“I think painting is a resilient practice; if you look through the history of paintingit doesn’t change so much and we always see it in the present. It is still now.” Günther Förg
Günther Förg (1952–2013) was a central figure in postwar German art, known for a wide-ranging practice that encompassed painting, sculpture, photography, and installation. Born in Füssen, he studied at the Academy of Fine Arts in Munich under Karl Fred Dahmen, where he began his Grey Paintings, monochrome works that established his engagement with abstraction and materiality. Throughout his career, Förg drew on the legacies of Modernism—referencing figures such as Mondrian, Malevich, and Palermo—while pursuing his own investigations into surface, structure, and form.

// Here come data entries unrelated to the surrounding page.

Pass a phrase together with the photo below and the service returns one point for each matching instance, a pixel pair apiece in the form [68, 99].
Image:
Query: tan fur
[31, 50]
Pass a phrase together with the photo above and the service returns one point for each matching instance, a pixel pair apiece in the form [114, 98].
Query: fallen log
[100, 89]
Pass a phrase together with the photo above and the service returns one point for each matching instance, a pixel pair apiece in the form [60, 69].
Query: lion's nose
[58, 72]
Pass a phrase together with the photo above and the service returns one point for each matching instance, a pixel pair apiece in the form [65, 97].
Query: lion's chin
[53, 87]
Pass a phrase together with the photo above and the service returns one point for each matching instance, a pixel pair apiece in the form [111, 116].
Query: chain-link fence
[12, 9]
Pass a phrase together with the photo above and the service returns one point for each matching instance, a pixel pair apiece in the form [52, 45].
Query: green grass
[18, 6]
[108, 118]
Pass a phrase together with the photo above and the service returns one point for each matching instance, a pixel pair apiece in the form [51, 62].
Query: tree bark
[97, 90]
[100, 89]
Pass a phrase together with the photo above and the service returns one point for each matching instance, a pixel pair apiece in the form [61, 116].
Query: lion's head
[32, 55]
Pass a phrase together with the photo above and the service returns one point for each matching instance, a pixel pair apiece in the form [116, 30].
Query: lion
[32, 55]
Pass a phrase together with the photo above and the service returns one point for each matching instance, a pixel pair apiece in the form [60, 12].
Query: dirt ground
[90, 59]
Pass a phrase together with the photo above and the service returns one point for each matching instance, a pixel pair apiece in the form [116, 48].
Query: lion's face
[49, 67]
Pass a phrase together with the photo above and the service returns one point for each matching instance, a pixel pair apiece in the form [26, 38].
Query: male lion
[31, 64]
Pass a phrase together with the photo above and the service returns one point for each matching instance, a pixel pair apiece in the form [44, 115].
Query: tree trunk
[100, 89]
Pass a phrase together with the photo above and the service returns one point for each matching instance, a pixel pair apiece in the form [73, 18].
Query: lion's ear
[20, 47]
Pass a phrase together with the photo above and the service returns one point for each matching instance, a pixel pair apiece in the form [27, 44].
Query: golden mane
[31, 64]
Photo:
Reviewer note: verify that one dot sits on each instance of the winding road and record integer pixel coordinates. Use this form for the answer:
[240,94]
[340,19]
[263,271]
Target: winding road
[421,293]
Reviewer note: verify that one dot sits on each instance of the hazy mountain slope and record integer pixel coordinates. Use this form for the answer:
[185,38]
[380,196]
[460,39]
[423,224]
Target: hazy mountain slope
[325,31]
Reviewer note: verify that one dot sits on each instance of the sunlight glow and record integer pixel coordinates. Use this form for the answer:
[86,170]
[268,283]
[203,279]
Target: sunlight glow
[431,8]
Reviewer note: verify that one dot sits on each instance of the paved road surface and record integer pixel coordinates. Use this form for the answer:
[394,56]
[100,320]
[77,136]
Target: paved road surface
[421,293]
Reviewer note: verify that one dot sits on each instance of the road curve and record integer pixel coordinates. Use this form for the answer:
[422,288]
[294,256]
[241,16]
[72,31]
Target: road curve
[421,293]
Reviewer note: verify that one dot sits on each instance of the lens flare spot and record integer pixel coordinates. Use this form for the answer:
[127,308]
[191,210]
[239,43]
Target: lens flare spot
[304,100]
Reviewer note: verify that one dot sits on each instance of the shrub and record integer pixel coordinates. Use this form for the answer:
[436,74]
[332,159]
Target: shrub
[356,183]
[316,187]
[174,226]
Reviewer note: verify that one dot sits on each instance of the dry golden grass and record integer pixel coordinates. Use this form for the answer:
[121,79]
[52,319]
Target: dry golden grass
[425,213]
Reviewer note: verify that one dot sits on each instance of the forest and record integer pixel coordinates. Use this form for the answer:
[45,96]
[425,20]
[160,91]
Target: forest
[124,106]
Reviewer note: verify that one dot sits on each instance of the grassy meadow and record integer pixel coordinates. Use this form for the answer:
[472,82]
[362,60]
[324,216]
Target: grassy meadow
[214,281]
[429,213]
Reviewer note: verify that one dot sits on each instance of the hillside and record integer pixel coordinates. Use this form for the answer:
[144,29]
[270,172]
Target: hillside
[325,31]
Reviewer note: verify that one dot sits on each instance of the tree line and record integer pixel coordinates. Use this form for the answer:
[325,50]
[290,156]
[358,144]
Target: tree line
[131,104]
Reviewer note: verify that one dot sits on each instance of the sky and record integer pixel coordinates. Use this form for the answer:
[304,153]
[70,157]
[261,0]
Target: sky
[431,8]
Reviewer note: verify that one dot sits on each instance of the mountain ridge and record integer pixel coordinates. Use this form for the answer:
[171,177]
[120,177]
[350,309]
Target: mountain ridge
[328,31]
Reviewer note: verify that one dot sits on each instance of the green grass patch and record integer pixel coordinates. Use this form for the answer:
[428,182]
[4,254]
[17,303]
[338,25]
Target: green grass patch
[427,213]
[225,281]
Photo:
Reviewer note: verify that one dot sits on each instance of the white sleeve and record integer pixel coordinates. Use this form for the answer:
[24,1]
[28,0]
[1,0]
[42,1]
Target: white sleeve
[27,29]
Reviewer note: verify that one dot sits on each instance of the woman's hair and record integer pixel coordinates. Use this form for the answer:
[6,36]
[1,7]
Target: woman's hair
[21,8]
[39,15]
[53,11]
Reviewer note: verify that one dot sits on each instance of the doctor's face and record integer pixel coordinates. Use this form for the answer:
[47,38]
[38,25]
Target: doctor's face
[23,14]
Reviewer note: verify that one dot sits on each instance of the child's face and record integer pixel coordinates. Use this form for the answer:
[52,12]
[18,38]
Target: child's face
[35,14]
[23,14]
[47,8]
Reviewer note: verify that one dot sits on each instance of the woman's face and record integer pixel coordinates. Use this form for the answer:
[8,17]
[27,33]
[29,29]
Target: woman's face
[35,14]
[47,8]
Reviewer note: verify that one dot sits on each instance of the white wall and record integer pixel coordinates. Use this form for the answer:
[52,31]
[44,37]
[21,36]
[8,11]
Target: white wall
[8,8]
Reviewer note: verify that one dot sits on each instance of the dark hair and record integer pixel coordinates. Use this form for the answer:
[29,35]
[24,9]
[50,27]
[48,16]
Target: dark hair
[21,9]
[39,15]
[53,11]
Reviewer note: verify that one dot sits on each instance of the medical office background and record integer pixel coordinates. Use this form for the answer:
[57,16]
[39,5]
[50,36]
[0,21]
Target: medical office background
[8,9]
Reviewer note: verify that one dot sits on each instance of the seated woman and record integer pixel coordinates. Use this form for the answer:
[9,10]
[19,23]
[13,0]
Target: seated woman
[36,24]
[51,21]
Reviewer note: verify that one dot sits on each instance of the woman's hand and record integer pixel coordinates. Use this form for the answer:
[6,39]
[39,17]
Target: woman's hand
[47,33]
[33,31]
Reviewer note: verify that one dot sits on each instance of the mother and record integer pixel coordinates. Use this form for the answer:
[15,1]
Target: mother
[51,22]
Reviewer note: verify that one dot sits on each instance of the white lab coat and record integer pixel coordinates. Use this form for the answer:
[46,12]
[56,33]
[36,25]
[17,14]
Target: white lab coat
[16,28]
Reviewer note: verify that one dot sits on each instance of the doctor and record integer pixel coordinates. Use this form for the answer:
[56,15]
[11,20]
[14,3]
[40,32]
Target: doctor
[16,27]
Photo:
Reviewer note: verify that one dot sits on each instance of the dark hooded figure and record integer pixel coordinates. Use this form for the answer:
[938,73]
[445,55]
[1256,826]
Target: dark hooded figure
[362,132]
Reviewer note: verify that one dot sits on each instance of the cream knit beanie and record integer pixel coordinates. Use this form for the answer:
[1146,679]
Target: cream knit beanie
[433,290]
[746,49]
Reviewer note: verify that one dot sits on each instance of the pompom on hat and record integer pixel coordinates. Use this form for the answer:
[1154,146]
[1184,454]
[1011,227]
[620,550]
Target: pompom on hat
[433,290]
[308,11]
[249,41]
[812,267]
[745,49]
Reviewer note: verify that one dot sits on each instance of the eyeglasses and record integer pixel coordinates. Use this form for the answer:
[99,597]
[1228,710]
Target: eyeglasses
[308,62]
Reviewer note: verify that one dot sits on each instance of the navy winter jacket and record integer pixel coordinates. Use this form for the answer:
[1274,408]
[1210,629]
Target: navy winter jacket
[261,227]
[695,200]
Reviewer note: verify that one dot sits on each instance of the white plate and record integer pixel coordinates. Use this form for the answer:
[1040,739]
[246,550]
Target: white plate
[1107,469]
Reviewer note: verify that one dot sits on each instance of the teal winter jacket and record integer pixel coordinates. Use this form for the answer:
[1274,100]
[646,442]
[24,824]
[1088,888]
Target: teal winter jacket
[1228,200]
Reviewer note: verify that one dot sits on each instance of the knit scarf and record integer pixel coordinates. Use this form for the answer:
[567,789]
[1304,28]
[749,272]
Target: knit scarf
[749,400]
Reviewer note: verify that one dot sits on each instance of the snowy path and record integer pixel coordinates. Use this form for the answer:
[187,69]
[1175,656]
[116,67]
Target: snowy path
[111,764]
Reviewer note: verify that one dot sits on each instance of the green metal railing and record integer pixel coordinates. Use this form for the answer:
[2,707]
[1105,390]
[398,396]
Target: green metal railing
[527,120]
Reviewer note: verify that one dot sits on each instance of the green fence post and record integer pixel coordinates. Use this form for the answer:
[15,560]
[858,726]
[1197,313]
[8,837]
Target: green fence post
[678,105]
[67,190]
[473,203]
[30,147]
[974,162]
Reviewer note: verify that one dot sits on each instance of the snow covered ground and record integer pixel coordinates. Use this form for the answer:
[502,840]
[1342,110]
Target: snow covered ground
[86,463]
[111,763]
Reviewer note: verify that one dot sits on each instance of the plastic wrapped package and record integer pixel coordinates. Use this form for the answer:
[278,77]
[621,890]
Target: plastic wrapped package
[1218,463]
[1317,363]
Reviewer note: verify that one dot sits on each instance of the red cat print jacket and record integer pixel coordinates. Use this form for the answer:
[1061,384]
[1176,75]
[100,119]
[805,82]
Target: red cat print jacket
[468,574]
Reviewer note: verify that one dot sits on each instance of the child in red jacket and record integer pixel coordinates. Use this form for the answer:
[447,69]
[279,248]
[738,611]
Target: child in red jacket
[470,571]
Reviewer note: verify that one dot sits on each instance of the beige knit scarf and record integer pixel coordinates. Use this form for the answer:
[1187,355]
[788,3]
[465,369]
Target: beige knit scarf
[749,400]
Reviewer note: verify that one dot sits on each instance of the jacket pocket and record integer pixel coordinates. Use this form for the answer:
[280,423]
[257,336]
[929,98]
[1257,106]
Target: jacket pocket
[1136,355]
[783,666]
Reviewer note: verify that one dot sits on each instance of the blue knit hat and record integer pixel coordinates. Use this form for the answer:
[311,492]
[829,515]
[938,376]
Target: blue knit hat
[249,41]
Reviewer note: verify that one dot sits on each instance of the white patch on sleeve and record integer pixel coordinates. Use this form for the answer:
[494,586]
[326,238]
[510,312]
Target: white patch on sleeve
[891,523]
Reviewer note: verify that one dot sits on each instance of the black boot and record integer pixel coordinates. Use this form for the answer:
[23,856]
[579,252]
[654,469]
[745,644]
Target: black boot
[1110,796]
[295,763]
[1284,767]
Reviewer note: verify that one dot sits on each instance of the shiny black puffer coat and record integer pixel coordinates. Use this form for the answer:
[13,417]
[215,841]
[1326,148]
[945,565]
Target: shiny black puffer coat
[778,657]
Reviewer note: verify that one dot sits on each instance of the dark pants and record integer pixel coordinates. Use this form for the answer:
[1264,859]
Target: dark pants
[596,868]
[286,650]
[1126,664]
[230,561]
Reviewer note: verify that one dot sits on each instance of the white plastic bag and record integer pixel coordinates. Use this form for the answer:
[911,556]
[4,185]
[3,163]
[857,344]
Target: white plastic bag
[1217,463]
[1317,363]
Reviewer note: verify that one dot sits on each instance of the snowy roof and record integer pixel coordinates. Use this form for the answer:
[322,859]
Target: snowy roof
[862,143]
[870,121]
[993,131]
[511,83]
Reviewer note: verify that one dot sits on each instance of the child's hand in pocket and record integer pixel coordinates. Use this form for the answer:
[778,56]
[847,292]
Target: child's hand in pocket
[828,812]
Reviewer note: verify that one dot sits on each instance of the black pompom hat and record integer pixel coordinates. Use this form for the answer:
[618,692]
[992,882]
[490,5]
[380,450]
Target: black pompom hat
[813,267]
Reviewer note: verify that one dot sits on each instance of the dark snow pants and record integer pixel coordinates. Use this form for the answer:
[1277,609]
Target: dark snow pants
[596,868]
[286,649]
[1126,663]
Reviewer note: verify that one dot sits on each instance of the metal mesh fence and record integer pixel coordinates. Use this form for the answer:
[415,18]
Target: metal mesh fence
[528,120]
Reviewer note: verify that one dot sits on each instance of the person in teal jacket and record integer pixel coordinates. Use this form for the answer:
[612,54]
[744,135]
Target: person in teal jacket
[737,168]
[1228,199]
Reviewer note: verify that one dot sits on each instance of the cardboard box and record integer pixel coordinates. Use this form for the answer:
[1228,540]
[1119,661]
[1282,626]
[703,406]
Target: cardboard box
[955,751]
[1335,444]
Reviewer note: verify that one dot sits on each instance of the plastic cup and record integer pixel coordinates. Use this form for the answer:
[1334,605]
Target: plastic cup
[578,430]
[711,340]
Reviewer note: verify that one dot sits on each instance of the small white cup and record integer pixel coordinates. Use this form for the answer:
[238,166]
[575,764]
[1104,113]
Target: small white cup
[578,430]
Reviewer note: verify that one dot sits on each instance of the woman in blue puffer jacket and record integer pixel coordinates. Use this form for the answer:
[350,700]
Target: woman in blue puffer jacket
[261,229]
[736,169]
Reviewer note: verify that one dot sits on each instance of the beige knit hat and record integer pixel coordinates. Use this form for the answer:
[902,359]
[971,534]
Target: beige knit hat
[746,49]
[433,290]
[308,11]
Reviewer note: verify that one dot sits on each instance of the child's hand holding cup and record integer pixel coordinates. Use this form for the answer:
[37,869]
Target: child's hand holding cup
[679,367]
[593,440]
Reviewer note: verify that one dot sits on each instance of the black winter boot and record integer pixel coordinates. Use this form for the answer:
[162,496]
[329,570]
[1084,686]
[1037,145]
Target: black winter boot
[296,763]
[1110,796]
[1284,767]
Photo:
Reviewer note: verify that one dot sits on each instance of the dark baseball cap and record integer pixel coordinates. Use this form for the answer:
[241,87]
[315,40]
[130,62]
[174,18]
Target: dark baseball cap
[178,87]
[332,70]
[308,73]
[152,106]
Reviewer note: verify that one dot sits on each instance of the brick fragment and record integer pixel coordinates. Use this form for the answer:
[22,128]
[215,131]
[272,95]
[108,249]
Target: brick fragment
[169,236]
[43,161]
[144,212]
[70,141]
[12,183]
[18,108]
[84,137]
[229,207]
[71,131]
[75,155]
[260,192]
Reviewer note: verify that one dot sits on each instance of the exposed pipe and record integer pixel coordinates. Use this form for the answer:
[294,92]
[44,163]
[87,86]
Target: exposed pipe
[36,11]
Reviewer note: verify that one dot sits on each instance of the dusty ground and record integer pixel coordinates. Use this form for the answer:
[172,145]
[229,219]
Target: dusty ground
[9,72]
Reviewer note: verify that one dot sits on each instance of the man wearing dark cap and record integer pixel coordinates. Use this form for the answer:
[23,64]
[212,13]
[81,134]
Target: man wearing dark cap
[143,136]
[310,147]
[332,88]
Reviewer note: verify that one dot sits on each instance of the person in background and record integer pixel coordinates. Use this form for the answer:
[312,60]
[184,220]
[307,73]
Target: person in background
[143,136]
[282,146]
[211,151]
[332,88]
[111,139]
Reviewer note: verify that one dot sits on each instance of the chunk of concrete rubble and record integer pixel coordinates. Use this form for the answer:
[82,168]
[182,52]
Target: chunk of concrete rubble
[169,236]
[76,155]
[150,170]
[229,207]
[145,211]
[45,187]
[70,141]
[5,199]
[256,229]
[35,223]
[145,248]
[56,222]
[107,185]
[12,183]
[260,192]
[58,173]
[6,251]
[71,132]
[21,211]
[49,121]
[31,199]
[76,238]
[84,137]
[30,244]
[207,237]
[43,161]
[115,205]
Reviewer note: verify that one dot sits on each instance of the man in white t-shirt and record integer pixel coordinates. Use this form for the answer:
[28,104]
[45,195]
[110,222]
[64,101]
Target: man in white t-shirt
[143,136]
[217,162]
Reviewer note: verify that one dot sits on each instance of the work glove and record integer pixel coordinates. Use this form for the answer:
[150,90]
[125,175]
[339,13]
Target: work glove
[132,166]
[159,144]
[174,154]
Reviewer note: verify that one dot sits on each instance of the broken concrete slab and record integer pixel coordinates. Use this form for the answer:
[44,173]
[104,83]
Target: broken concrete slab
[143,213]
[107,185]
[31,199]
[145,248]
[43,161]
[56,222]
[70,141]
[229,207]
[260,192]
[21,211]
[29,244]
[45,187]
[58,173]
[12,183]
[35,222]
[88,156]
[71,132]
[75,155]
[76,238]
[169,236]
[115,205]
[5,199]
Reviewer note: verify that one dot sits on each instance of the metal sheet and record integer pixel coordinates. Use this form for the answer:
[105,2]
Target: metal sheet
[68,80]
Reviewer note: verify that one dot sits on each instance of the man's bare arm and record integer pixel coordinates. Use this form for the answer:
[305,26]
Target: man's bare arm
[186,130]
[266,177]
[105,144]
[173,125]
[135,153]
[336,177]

In the 1980s he expanded into photography, producing large-format images of Bauhaus sites in Tel Aviv and other modernist landmarks. His experiments with materials included lead panels painted with acrylic, works in copper, bronze, and wood, as well as sand-cast reliefs that emphasized process and touch. Recurring motifs such as grids, windows, and spots culminated in the colorful Spot Paintings of his later years.
Förg also taught at the Staatliche Hochschule für Gestaltung in Karlsruhe and the Akademie der Bildenden Künste in Munich. His work has been the subject of major retrospectives at the Stedelijk Museum in Amsterdam, the Dallas Museum of Art, Museum Brandhorst in Munich, and Fondation Beyeler in Basel, and is held in prominent collections worldwide, including Tate Britain, MoMA in New York, Kunstmuseum Basel, and Sammlung Deutsche Bank.
He lived in Switzerland and Freiburg with his wife, the artist Ika Huber, and passed away on his 61st birthday in 2013, leaving behind a diverse and influential body of work.